By ANNE BESTON
A pack of Hollywood movie stars lined up for the media yesterday and my, what big teeth they had.
The wolf stars of Disney's $170 million The Lion, the Witch and the Wardrobe, directed by New Zealander Andrew Adamson, have almost finished filming and head home to Los Angeles this month.
Posing for the cameras at Mark Vette's Rescue Zoo in Tuakau, the cross-breed North American wolves are varying degrees of the real thing.
During the shoot they tracked through snow, knocked over furniture, snarled, bared their big teeth and howled in a wolf-like way.
Trainer Eadie McMullan said because the animals were not full-blooded wolves only some were natural howlers.

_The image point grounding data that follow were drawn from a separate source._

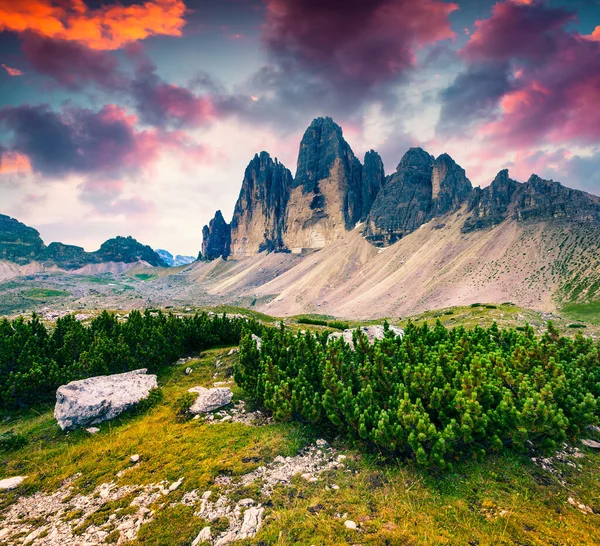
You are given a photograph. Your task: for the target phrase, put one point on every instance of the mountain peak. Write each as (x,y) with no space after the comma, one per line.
(416,157)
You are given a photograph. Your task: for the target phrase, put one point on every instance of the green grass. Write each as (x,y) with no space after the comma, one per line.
(45,293)
(393,502)
(588,312)
(145,276)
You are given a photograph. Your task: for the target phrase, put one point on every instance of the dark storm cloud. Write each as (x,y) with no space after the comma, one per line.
(474,95)
(77,140)
(551,85)
(72,64)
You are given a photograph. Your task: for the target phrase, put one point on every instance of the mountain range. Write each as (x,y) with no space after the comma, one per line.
(340,237)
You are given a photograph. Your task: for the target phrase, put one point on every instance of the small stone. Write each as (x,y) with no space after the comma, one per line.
(9,484)
(203,536)
(175,485)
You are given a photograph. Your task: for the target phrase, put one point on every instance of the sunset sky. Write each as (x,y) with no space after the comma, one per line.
(139,118)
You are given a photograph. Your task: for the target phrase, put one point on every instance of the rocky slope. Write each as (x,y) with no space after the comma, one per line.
(216,239)
(421,188)
(258,218)
(21,244)
(326,195)
(174,261)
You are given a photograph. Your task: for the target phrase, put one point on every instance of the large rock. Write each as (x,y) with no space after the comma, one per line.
(373,332)
(421,188)
(326,198)
(259,213)
(8,484)
(216,239)
(210,399)
(97,399)
(18,243)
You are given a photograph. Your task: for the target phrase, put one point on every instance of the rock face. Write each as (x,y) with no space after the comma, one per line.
(97,399)
(376,331)
(326,196)
(373,179)
(259,213)
(67,256)
(421,188)
(128,250)
(535,200)
(174,261)
(489,206)
(210,399)
(216,238)
(18,243)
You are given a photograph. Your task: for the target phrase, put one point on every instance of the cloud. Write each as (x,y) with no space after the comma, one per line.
(14,163)
(12,71)
(334,60)
(551,93)
(72,64)
(108,27)
(82,141)
(162,104)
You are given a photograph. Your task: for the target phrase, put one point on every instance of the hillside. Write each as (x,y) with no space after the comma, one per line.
(81,487)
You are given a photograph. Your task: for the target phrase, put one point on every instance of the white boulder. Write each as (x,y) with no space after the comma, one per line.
(373,332)
(210,399)
(96,399)
(9,484)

But no problem.
They are trained to look like a howling pack of wolves even if only one or two are actually making the noise.
The wolves came mostly from a wolf rescue organisation in the United States and share their "Gentle Jungle" animal actors' home with a range of wild and exotic animals used on movie sets around the world.
Ms McMullan has worked with everything from cheetahs to rats.
But Rugby, a mamalute-wolf cross, who with his co-stars played one of the evil White Witch's minions on the Lion, the Witch and the Wardrobe, has a special place in her heart.
"He's ultra sensitive, if you so much as raise your voice to him, he just shrinks up," she said.
"But Rugby is his original name, so I guess he was meant to come to New Zealand."